Search code examples
pysparkapache-kafkaspark-structured-streaming

How to load all records that were already published from Kafka?


I have a pyspark structure streaming python app up set up like this

from pyspark.sql import SparkSession

spark = SparkSession\
    .builder\
    .appName("data streaming app")\
    .getOrCreate()


data_raw = spark.readStream\
    .format("kafka")\
    .option("kafka.bootstrap.servers", "kafkahost:9092")\
    .option("subscribe", "my_topic")\
    .load()

query = data_raw.writeStream\
    .outputMode("append")\
    .format("console")\
    .option("truncate", "false")\
    .trigger(processingTime="5 seconds")\
    .start()\
    .awaitTermination()

And All that shows up is this

+---+-----+-----+---------+------+---------+-------------+
|key|value|topic|partition|offset|timestamp|timestampType|
+---+-----+-----+---------+------+---------+-------------+
+---+-----+-----+---------+------+---------+-------------+

19/03/04 22:00:50 INFO streaming.StreamExecution: Streaming query made progress: {
  "id" : "ab24bd30-6e2d-4c2a-92a2-ddad66906a5b",
  "runId" : "29592d76-892c-4b29-bcda-f4ef02aa1390",
  "name" : null,
  "timestamp" : "2019-03-04T22:00:49.389Z",
  "numInputRows" : 0,
  "processedRowsPerSecond" : 0.0,
  "durationMs" : {
    "addBatch" : 852,
    "getBatch" : 180,
    "getOffset" : 135,
    "queryPlanning" : 107,
    "triggerExecution" : 1321,
    "walCommit" : 27
  },
  "stateOperators" : [ ],
  "sources" : [ {
    "description" : "KafkaSource[Subscribe[my_topic]]",
    "startOffset" : null,
    "endOffset" : {
      "my_topic" : {
        "0" : 303
      }
    },
    "numInputRows" : 0,
    "processedRowsPerSecond" : 0.0
  } ],
  "sink" : {
    "description" : "org.apache.spark.sql.execution.streaming.ConsoleSink@74fad4a5"
  }
}

As you can see, my_topic has 303 messages there but I cant get it to show. Additional information includes that I am using the confluent Kafka JDBC connector to query an oracle database and store the rows into the kafka topic. I have an avro schema registry setup with that. If required, I will share these property files as well.

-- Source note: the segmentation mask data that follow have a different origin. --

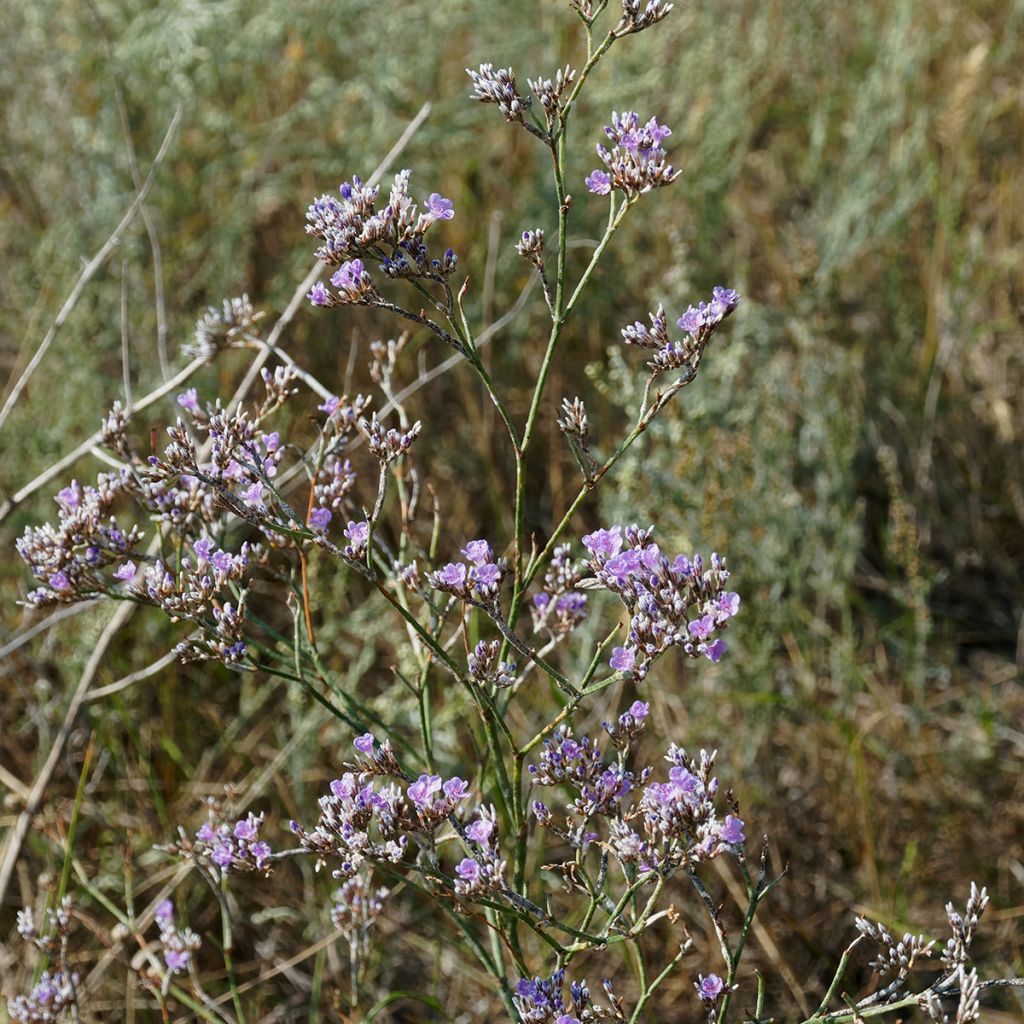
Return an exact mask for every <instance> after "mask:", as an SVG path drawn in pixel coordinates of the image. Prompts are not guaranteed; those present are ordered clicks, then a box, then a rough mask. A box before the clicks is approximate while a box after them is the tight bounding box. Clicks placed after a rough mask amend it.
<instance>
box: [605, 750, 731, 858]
mask: <svg viewBox="0 0 1024 1024" xmlns="http://www.w3.org/2000/svg"><path fill="white" fill-rule="evenodd" d="M666 761H668V762H669V764H670V765H671V766H672V767H671V768H670V769H669V775H668V780H667V781H665V782H658V781H652V782H648V784H646V785H645V786H644V790H643V794H642V796H641V798H640V803H639V808H638V810H639V812H640V814H639V816H640V817H641V826H640V830H639V831H637V830H636V829H635V827H634V825H633V824H632V823H631V821H632V820H634V819H635V817H636V815H632V814H631V815H628V816H627V815H623V816H622V817H620V818H617V819H616V820H614V821H613V822H612V823H611V840H610V843H609V846H610V849H611V851H612V852H613V853H614V855H615V856H616V857H617V858H618V860H620V861H622V862H623V863H624V864H636V865H637V866H639V868H640V870H642V871H656V872H657V873H659V874H663V876H665V874H669V873H671V872H672V871H674V870H675V869H677V868H679V867H686V868H690V867H693V866H695V865H696V864H698V863H700V862H701V861H705V860H710V859H711V858H713V857H717V856H718V855H719V854H721V853H725V852H726V851H728V850H730V849H732V848H733V847H736V846H738V845H740V844H741V843H742V842H743V841H744V838H745V837H744V835H743V822H742V821H741V820H740V819H739V818H738V817H736V816H735V815H734V814H730V813H727V814H725V815H724V816H720V815H719V812H718V810H717V808H716V806H715V798H716V797H717V795H718V791H719V785H718V779H717V778H716V777H715V776H714V775H713V772H714V768H715V754H714V753H708V752H707V751H701V752H700V755H699V757H696V758H693V757H690V756H689V755H687V753H686V752H685V751H684V750H683V749H682V748H680V746H677V745H676V744H675V743H673V744H672V745H671V746H670V748H669V752H668V754H667V755H666Z"/></svg>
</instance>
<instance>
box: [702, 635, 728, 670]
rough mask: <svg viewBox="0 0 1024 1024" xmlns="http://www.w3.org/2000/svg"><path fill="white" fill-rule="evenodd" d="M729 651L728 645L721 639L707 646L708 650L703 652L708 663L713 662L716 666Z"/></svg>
mask: <svg viewBox="0 0 1024 1024" xmlns="http://www.w3.org/2000/svg"><path fill="white" fill-rule="evenodd" d="M728 649H729V645H728V644H727V643H726V642H725V641H724V640H723V639H721V637H720V638H719V639H718V640H716V641H715V642H714V643H710V644H709V645H708V649H707V650H706V651H705V657H707V658H708V659H709V660H710V662H714V663H715V664H716V665H717V664H718V663H719V662H721V660H722V655H723V654H724V653H725V652H726V651H727V650H728Z"/></svg>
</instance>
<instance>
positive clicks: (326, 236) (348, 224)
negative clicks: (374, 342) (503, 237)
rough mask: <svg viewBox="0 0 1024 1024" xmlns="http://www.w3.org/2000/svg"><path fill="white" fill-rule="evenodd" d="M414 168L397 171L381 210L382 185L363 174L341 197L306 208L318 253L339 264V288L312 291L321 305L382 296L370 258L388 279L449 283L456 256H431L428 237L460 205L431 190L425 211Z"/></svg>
mask: <svg viewBox="0 0 1024 1024" xmlns="http://www.w3.org/2000/svg"><path fill="white" fill-rule="evenodd" d="M411 174H412V171H409V170H403V171H399V172H398V174H396V175H395V178H394V183H393V184H392V186H391V193H390V196H389V197H388V202H387V206H385V207H384V209H383V210H378V209H377V198H378V196H379V194H380V189H379V188H377V187H376V186H371V185H367V184H365V183H364V182H362V180H361V179H360V178H358V177H353V178H352V180H351V181H350V182H349V181H346V182H344V183H343V184H342V185H341V188H340V189H339V191H340V194H341V199H340V200H337V199H335V198H334V197H332V196H322V197H321V198H319V199H317V200H315V201H314V202H313V203H312V204H311V205H310V207H309V209H308V211H307V213H306V221H307V223H306V233H308V234H312V236H313V237H315V238H317V239H321V240H322V241H323V243H324V244H323V245H322V246H321V247H319V248H318V249H317V250H316V258H317V259H319V260H321V261H323V262H324V263H327V264H328V265H329V266H336V267H338V269H337V270H336V271H335V273H334V274H332V276H331V285H332V287H333V289H334V291H331V290H330V289H328V288H327V287H326V286H325V285H324V284H323V283H317V284H316V285H315V286H314V287H313V289H312V291H311V292H310V293H309V296H308V298H309V301H310V302H311V303H312V304H313V305H315V306H333V305H339V304H345V303H353V302H373V301H375V300H376V299H377V291H376V289H375V287H374V283H373V280H372V278H371V276H370V272H369V270H368V269H367V266H366V262H367V261H369V260H373V261H375V262H376V263H377V265H378V266H379V267H380V269H381V272H382V273H384V274H385V275H386V276H388V278H392V279H394V278H422V279H427V280H430V281H436V282H441V283H443V282H445V281H446V280H447V279H449V278H450V276H451V275H452V273H453V272H454V270H455V268H456V262H457V260H456V255H455V253H454V252H453V251H452V250H451V249H447V250H445V252H444V254H443V256H442V257H440V258H430V256H429V253H428V250H427V247H426V245H425V243H424V241H423V240H424V236H425V234H426V232H427V231H428V230H429V229H430V227H431V226H432V225H433V224H435V223H436V222H437V221H438V220H451V219H452V218H453V217H454V216H455V207H454V204H453V203H452V201H451V200H449V199H445V198H444V197H443V196H441V195H439V194H438V193H431V194H430V196H428V197H427V199H426V200H425V201H424V210H423V211H422V212H421V211H420V208H419V207H418V206H417V205H416V204H415V203H414V202H413V200H412V198H411V196H410V193H409V179H410V176H411Z"/></svg>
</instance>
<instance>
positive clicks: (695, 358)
mask: <svg viewBox="0 0 1024 1024" xmlns="http://www.w3.org/2000/svg"><path fill="white" fill-rule="evenodd" d="M738 304H739V293H738V292H736V291H735V290H734V289H732V288H722V287H716V288H714V289H713V290H712V299H711V302H698V303H697V304H696V305H695V306H689V307H688V308H687V310H686V312H684V313H683V315H682V316H680V317H679V319H678V321H677V324H678V326H679V327H680V328H681V329H682V330H683V331H685V332H686V337H685V338H683V339H682V340H680V341H677V340H674V339H673V338H671V337H670V336H669V330H668V317H667V315H666V312H665V307H664V306H658V307H657V310H656V311H655V312H652V313H649V314H648V318H649V319H650V327H648V326H647V325H646V324H643V323H641V322H640V321H637V322H636V323H634V324H631V325H630V326H629V327H624V328H623V331H622V334H623V340H624V341H625V342H626V344H627V345H635V346H637V347H638V348H647V349H652V350H653V351H654V355H653V357H652V358H651V360H650V362H648V364H647V366H648V367H649V368H650V369H651V371H652V373H653V374H654V375H655V376H656V375H658V374H663V373H670V372H672V371H675V370H683V371H684V373H685V377H686V378H692V376H693V375H694V374H695V372H696V368H697V365H698V364H699V361H700V356H701V355H702V354H703V350H705V347H706V346H707V344H708V342H709V341H710V340H711V337H712V335H713V334H714V333H715V331H716V330H717V329H718V327H719V325H720V324H721V323H722V322H723V321H724V319H725V318H726V317H727V316H728V315H729V314H730V313H731V312H732V311H733V310H734V309H735V308H736V306H737V305H738Z"/></svg>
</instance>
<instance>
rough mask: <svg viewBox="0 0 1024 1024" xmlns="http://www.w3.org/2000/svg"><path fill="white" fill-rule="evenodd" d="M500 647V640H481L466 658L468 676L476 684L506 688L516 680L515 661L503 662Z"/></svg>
mask: <svg viewBox="0 0 1024 1024" xmlns="http://www.w3.org/2000/svg"><path fill="white" fill-rule="evenodd" d="M501 649H502V644H501V641H500V640H481V641H480V642H479V643H478V644H477V645H476V646H475V647H474V648H473V651H472V653H471V654H470V655H469V657H468V659H467V665H468V668H469V678H470V679H472V680H473V681H474V682H475V683H476V684H477V685H478V686H494V687H496V688H497V689H500V690H501V689H506V688H507V687H509V686H512V685H514V684H515V682H516V678H517V677H516V668H517V667H516V663H515V662H503V660H501V658H500V657H499V655H500V653H501Z"/></svg>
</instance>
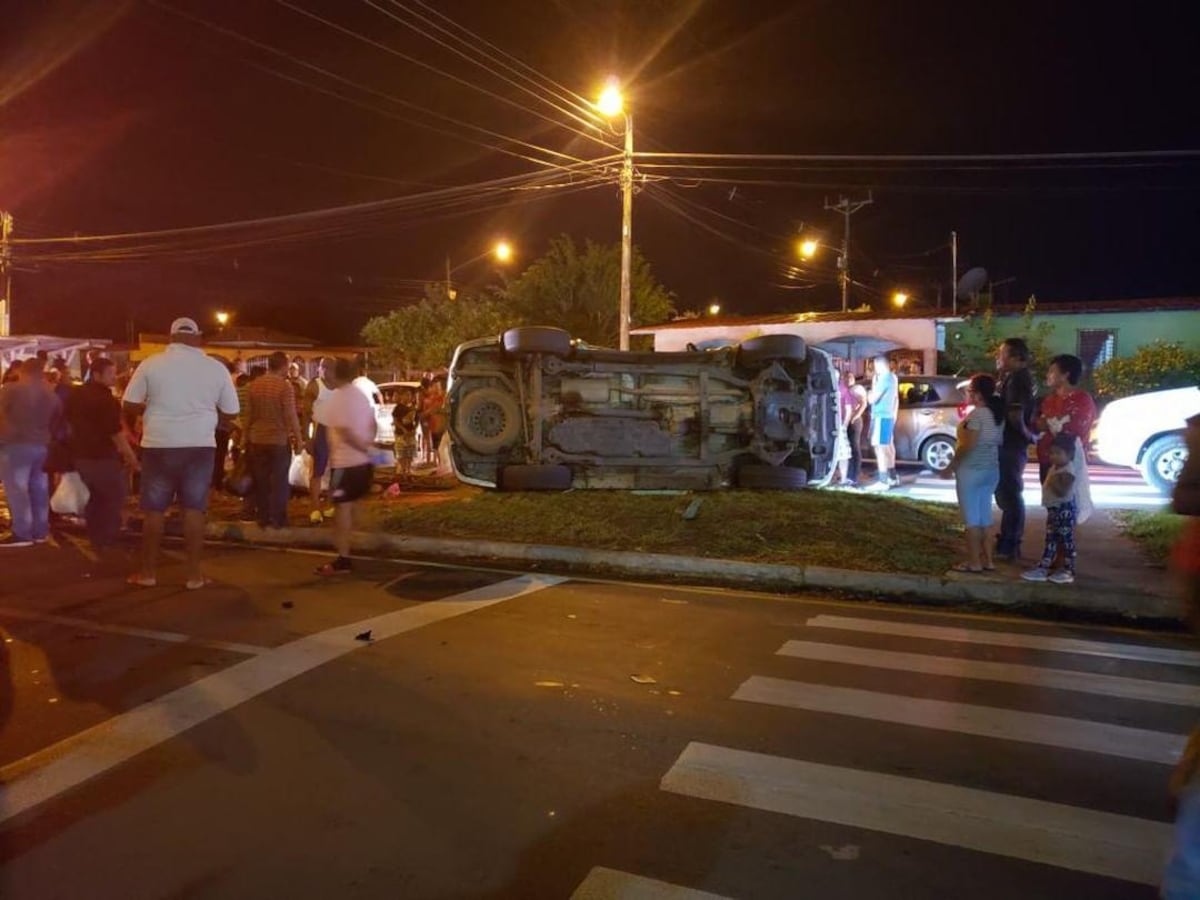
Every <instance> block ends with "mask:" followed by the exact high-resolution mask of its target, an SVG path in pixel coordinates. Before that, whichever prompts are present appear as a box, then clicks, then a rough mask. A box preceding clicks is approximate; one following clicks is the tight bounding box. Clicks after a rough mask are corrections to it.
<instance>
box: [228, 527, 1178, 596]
mask: <svg viewBox="0 0 1200 900" xmlns="http://www.w3.org/2000/svg"><path fill="white" fill-rule="evenodd" d="M205 533H206V536H208V538H210V539H212V540H222V541H234V542H245V544H262V545H268V546H288V547H319V548H322V550H329V547H330V534H329V529H328V528H270V529H263V528H259V527H258V526H256V524H251V523H241V522H210V523H209V524H208V527H206V532H205ZM352 547H353V550H354V551H355V552H356V553H368V554H370V553H388V554H404V556H413V557H420V558H436V559H454V560H480V559H486V560H488V562H503V563H514V564H521V565H528V564H534V563H538V564H545V563H548V564H553V565H562V566H569V568H571V569H575V570H581V569H583V570H592V571H599V572H602V574H604V575H630V576H640V577H676V578H684V580H689V578H690V580H695V581H702V582H704V583H718V584H724V586H727V587H739V588H751V589H775V590H792V592H794V590H838V592H844V593H857V594H865V595H869V596H892V598H901V599H904V598H913V599H918V598H919V599H920V600H923V601H925V602H930V601H935V602H943V604H984V605H988V606H996V607H1003V608H1006V610H1016V608H1021V607H1057V608H1062V610H1069V611H1072V612H1076V613H1091V614H1100V616H1110V617H1111V616H1118V617H1122V618H1129V619H1180V618H1182V607H1181V605H1180V602H1178V601H1177V600H1176V599H1174V598H1170V596H1162V595H1157V594H1150V593H1132V592H1124V590H1114V589H1111V588H1091V587H1087V586H1086V584H1084V586H1080V584H1039V583H1032V582H1026V581H1020V580H1012V578H1001V577H995V576H983V575H959V574H953V572H952V574H947V575H944V576H937V575H907V574H902V572H872V571H858V570H853V569H832V568H828V566H822V565H808V566H802V565H782V564H778V563H745V562H740V560H737V559H708V558H703V557H684V556H671V554H666V553H635V552H629V551H616V550H584V548H581V547H564V546H558V545H544V544H514V542H509V541H493V540H463V539H446V538H416V536H408V535H401V534H388V533H383V532H355V533H354V536H353V539H352Z"/></svg>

Does anyone have any idea what's going on?


Solution

  • As a streaming application, this Spark Structure streaming only reads messages as soon as they are publish. What I wanted to do, for testing purposes was read everything in the topic. In order to do that, all you have to do is an an extra option in readStream, i.e. option("startingOffsets", "earliest").

    data_raw = spark.readStream\
        .format("kafka")\
        .option("kafka.bootstrap.servers", "kafkahost:9092")\
        .option("subscribe", "my_topic")\
        .option("startingOffsets", "earliest")
        .load()